Auf dieses Arbeitsverhältnis ist der Lohnrahmentarifvertrag anzuwenden, der am 6. Juli 1984 zwischen dem Bundesverband Druck e. V. und der Industriegewerkschaft Druck und Papier abgeschlossen worden ist und aus dem Ansprüche seit dem 1. Oktober 1984 geltend gemacht werden können. Dieser Vertrag enthält eine Lohngruppenbeschreibung, zu deren Bewertungskriterien im Vorlagebeschluß ausgeführt wird, sie seien nicht in jedem Fall kumulativ zu verstehen. Danach gehören zur Lohngruppe III (nach ihr erhält die Klägerin ihre Vergütung)

„Tätigkeiten,

die mit erhöhten Vorkenntnissen und einer aufgabenbezogenen Unterweisung oder Einarbeitung ausgeführt werden können;

die erhöhte Anforderungen an Genauigkeit oder Gewissenhaftigkeit voraussetzen;

die einer erhöhten, fallweise großen muskelmäßigen Belastung 1 unterliegen;

die mit geringer, fallweise erhöhter Verantwortung für Betriebsmittel und/oder für die eigene Arbeit verbunden sind.“

Zu der Lohngruppe IV gehören

„Tätigkeiten,

die Vorkenntnisse aufgrund aufgabenbezogener Unterweisung oder Einarbeitung, fallweise längerer Berufspraxis voraussetzen;

die erhöhte Anforderungen an Genauigkeit oder Gewissenhaftigkeit stellen;

die mit erhöhten, fallweise großen Belastungen ( 1 ) unterschiedlicher Art, insbesondere infolge maschinenabhängiger Arbeit,

die mit erhöhter Verantwortung für Betriebsmittel und/oder Arbeitsprodukt verbunden sind.“

Wichtig sind dafür — als Auslegungshilfe — die in der Anlage zu dem Lohnrahmentarifvertrag aufgeführten Richtbeispiele, nach denen unter anderem zu der Vergütungsgruppe IV aufgeführt sind:

„3.

Einrichten und Bedienen von einfachen Einzelmaschinen und Geräten der Weiterverarbeitung;

4.

Schwere Verpackungs-, Versand- und Verladearbeiten ( 2 );

7.

Zählen und Aussortieren von Druckbogen von Hand.“

Wichtig ist — nach dem Vorlagebeschluß — auch, daß bei Verrichtung mehrerer Tätigkeiten die überwiegende Tätigkeit für die Entlohnung maßgeblich ist.

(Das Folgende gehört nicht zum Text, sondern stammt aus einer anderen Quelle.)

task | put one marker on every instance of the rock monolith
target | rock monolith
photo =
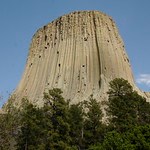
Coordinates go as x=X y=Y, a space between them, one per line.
x=80 y=53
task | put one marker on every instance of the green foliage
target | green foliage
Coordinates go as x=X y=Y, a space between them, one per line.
x=76 y=121
x=93 y=125
x=125 y=107
x=59 y=125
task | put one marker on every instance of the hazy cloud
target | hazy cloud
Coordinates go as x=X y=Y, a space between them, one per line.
x=143 y=79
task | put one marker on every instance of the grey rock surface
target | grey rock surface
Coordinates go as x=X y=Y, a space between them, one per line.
x=80 y=53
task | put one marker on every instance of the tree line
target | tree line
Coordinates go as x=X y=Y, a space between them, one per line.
x=60 y=125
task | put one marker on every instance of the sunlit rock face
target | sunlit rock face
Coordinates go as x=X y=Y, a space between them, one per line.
x=79 y=53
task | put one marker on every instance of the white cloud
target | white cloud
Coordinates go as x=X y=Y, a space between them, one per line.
x=143 y=79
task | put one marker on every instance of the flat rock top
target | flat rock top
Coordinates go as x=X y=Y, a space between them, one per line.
x=80 y=53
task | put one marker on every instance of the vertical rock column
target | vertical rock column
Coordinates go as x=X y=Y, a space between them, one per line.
x=79 y=53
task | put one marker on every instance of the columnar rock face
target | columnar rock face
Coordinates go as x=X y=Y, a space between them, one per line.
x=79 y=53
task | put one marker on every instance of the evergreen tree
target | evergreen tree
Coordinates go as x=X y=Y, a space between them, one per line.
x=125 y=107
x=59 y=110
x=76 y=120
x=93 y=127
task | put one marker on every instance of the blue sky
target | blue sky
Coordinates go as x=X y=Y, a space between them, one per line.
x=19 y=20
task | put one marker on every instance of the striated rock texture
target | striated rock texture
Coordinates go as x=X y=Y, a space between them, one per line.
x=79 y=53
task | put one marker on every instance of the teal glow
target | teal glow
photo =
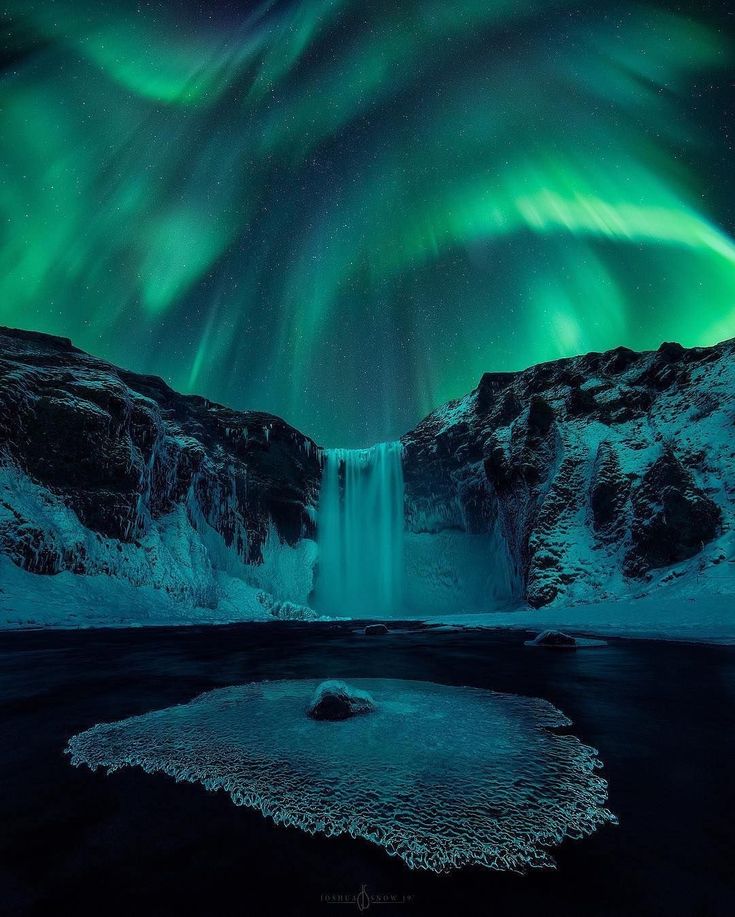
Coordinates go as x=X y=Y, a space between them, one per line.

Die Klägerin ist der Meinung, sie müßte, wenn der Tarifvertrag im Lichte des Gleichbehandlungsgebots korrekt ausgelegt und entsprechend angewandt wird, ab 1. Oktober 1984 Bezüge nach der Lohngruppe IV erhalten, und sie hat deshalb auf Zahlung der Differenz zwischen dieser Lohngruppe und ihrer tatsächlichen Vergütung geklagt. Die Beklagte hält das nicht für gerechtfertigt. Sie ist der Ansicht, es könne im Falle der Klägerin nur von einer „geringen muskelmäßigen Beanspruchung“ gesprochen werden, so daß eigentlich die Lohngruppe II einschlägig sei, zu der Tätigkeiten gehören, „die einer geringen bis erhöhten muskelmäßigen Beanspruchung unterliegen“.

Das befaßte Arbeitsgericht hat in erster Linie Bedenken, ob der Lohnrahmentarifvertrag mit der eingangs erwähnten Richtlinie vereinbar ist, in deren Artikel 1 es heißt:

„Der in Artikel 119 des Vertrages genannte Grundsatz des gleichen Entgelts für Männer und Frauen, ..., bedeutet bei gleicher Arbeit oder bei einer Arbeit, die als gleichwertig anerkannt wird, die Beseitigung jeder Diskriminierung aufgrund des Geschlechts in bezug auf sämtliche Entgeltsbestandteile und -bedingungen.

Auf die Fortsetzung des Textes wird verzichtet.